Who Are the Members of X-Force ’97?

Cable’s strike teams draws on different versions from the comics, but there’s one major twist. Here are the official X-Force ’97 team members:
- Cable himself is the team leader (of course), and he considers the team to be soldiers in his unending war against Apocalypse. X-Men ’97 Season 2 stresses Cable’s relationship with Cyclops and Jean Grey, who are responsible for setting him on this course. Given that’s the case, his mission feels like an uncomfortable outgrowth from the X-Men’s.
- Jubilee is the most surprising addition to X-Force, and she serves as the anchor for X-Men ’97 Season 2. At the same time, this is a very different version of Jubilee to the one we’re used to.
- Sunspot was introduced in X-Men ’97 Season 1, and he serves as another narrative throughline. In the comics, the solar manipulator was indeed part of the first X-Force.
- Archangel was a key player in several X-Force teams in the 2000s. These comics explored his relationship with Apocalypse, with Archangel even becoming Apocalypse’s heir. It’s entirely possible we’ll see this story as the show continues.
- Psylocke, often Archangel’s lover, played a vital role in these 2000s stories. X-Men ’97 Season 2 plays Psylocke straight as a British telepath in the body of a Japanese assassin, and she doesn’t have Professor X’s morality.
Appropriately, X-Force’s true rivals aren’t villains at all; they’re another X-Men spinoff team from the ’90s, the government-sponsored X-Factor. X-Men ’97 Season 2 riffs on one of the most disturbing X-Factor stories of all time, where Cyclops established that team to incarcerate mutants in public. Appropriately enough, Jubilee mocks X-Factor team leader Havok as a “knock-off Cyclops,” when he’s playing the questionable role Cyclops had in the comics.
X-Force ’97 Merges Jubilee With Another X-Force Character

X-Force ’97 Season 2 makes massive changes to Jubilee. It gives her one of her classic ’90s looks, an outfit she wore when she was part of Generation X. But the story itself is nothing like the one from the comics, because Jubilee is blended with an actual X-Force member: Tabitha Smith, aka Boom Boom. The two are based on the same ’90s archetype – skater girl, sarcastic and quippy, with explosive powers. But there are subtle differences in character, and your mileage may vary; I confess that these made the episode a little jarring for me, as a long-time X-Men fan. That said, I can’t help feeling I should have seen it coming.

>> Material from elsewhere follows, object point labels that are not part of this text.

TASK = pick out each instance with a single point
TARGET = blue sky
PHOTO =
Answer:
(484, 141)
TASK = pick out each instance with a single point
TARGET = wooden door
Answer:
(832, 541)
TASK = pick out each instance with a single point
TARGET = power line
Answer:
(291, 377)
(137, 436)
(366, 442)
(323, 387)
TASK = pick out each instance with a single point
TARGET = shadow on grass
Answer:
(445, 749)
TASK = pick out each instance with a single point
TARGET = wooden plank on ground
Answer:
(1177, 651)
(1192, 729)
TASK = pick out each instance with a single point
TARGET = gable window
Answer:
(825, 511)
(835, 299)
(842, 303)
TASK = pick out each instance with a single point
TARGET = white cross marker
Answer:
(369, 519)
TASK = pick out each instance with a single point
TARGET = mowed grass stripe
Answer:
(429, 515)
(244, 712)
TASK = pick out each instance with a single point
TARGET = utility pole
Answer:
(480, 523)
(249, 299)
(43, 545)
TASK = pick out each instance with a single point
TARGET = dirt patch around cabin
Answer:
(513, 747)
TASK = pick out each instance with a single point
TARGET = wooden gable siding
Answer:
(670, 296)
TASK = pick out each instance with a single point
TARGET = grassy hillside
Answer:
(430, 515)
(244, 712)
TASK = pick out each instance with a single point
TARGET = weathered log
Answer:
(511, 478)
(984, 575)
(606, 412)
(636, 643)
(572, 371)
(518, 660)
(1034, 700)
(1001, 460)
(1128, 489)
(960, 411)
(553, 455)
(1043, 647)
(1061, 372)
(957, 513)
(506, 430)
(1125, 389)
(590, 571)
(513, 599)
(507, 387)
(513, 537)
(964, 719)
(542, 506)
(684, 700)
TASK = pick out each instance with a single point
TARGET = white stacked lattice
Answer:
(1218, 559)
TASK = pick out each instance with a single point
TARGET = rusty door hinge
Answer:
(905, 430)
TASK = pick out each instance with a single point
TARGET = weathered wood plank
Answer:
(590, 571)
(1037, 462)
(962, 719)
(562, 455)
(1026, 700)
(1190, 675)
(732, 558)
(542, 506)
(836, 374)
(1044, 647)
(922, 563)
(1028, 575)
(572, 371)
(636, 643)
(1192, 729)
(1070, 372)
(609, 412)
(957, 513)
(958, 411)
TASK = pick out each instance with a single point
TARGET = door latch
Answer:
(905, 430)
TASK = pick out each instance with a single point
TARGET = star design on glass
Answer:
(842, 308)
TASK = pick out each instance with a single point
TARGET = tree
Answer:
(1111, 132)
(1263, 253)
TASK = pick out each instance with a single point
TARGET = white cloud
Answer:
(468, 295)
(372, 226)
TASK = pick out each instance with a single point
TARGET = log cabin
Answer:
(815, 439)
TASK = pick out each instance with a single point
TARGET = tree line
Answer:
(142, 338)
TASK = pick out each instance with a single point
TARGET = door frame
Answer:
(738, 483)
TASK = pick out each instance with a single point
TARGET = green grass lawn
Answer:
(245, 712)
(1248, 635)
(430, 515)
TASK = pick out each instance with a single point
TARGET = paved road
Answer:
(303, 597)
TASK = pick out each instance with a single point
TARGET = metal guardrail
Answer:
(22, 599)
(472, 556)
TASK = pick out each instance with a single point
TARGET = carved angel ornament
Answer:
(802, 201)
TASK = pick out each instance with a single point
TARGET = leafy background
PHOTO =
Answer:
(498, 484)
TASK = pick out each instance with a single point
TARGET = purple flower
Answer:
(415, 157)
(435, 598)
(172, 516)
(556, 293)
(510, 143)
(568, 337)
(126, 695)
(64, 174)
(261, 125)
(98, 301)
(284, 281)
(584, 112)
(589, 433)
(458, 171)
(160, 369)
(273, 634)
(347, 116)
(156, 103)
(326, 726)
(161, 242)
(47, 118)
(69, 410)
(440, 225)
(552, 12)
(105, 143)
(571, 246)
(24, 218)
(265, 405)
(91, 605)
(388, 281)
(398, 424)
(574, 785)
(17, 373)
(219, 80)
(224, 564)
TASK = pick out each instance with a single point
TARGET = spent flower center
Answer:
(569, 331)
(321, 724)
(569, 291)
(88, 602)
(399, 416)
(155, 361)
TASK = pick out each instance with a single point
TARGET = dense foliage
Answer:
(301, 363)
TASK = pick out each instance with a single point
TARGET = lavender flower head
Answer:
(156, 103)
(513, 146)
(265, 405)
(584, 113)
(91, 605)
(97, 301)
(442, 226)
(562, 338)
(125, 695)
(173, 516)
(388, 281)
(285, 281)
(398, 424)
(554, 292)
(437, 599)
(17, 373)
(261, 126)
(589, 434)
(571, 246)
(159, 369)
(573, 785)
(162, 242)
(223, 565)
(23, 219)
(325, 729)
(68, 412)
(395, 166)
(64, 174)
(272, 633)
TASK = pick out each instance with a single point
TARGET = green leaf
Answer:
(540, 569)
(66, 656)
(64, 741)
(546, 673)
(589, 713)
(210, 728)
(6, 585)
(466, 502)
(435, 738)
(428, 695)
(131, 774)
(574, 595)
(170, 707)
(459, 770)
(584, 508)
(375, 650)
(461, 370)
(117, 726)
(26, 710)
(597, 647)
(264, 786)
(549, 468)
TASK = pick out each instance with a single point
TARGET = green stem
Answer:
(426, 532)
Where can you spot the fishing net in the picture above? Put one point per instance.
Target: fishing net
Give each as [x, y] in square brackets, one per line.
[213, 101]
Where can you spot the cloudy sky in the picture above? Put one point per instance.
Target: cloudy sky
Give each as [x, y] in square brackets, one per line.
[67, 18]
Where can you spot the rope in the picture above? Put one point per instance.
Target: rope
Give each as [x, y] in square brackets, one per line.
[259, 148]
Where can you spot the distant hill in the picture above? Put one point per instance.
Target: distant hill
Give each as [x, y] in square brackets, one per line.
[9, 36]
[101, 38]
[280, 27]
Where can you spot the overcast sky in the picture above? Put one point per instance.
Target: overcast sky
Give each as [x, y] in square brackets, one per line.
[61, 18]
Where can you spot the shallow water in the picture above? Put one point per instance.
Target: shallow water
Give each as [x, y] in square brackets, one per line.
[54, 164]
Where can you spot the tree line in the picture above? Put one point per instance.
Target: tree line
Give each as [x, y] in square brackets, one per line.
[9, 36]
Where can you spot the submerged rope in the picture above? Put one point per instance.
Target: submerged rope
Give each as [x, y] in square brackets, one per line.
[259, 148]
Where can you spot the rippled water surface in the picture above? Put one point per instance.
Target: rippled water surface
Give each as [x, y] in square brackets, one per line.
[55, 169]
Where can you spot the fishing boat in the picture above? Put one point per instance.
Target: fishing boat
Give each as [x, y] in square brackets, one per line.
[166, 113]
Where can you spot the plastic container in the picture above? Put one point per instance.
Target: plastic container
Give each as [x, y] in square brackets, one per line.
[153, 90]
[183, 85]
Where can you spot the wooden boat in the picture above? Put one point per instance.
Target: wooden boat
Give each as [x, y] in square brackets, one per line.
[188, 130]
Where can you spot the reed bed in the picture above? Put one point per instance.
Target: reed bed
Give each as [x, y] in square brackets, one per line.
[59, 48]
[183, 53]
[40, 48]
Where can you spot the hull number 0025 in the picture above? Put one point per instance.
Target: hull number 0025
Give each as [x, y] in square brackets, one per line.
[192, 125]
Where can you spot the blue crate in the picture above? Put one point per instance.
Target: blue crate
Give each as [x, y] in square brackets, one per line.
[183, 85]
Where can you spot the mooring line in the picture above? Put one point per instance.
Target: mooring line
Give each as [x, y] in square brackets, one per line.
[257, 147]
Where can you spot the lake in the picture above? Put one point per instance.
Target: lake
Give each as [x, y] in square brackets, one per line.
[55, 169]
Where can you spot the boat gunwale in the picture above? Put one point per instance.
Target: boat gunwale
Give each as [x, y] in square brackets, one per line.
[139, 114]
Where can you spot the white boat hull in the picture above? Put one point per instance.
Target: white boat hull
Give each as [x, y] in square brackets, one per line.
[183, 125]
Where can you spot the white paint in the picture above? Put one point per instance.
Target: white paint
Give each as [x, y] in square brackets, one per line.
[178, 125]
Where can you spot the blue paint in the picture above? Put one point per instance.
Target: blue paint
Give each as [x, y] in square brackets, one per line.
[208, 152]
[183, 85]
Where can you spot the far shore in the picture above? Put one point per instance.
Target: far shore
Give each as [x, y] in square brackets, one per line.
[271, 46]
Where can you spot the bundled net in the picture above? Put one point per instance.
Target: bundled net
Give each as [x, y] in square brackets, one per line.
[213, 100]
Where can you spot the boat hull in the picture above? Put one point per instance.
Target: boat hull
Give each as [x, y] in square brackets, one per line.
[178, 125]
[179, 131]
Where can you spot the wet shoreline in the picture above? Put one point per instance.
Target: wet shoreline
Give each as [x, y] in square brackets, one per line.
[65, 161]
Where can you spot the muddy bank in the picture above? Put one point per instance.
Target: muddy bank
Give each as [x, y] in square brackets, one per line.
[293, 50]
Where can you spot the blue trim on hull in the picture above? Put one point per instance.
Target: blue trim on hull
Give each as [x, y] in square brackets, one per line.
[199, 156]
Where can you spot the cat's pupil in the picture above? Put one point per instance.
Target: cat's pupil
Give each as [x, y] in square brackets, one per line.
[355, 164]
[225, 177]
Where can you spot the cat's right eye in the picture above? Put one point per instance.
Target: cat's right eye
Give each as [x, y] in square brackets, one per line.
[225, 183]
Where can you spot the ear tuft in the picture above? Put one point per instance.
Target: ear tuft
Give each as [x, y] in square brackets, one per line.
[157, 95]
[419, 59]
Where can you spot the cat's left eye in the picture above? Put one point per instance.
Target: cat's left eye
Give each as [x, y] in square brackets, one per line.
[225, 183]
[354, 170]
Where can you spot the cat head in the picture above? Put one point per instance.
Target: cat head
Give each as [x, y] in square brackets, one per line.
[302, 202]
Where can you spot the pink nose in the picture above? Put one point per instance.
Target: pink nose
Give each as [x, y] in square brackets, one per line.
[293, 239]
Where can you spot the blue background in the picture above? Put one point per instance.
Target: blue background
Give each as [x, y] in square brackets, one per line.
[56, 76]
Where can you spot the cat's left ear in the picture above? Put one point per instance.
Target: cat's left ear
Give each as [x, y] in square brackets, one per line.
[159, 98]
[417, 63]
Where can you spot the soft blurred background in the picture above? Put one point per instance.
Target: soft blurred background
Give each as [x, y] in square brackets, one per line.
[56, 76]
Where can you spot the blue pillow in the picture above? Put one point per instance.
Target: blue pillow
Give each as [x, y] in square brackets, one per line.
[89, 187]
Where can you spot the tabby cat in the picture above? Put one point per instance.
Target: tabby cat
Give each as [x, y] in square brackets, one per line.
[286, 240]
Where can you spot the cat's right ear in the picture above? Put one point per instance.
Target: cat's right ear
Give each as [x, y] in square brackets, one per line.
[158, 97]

That said, in thematic terms this “Jubilee In Name Only” offers the same kind of uncomfortable arc readers in 1991 likely experienced. There, the New Mutants were presented as the future of Xavier’s Dream, and it was shocking to see it co-opted into a mutant black ops team with questionable morality. The original X-Men animated series handled Jubilee the same way, so it does make thematic sense for Marvel to put Jubilee in this role. The comics themselves struggled to give Jubilee a strong arc as the ’90s continued, so this may well make for a more compelling story.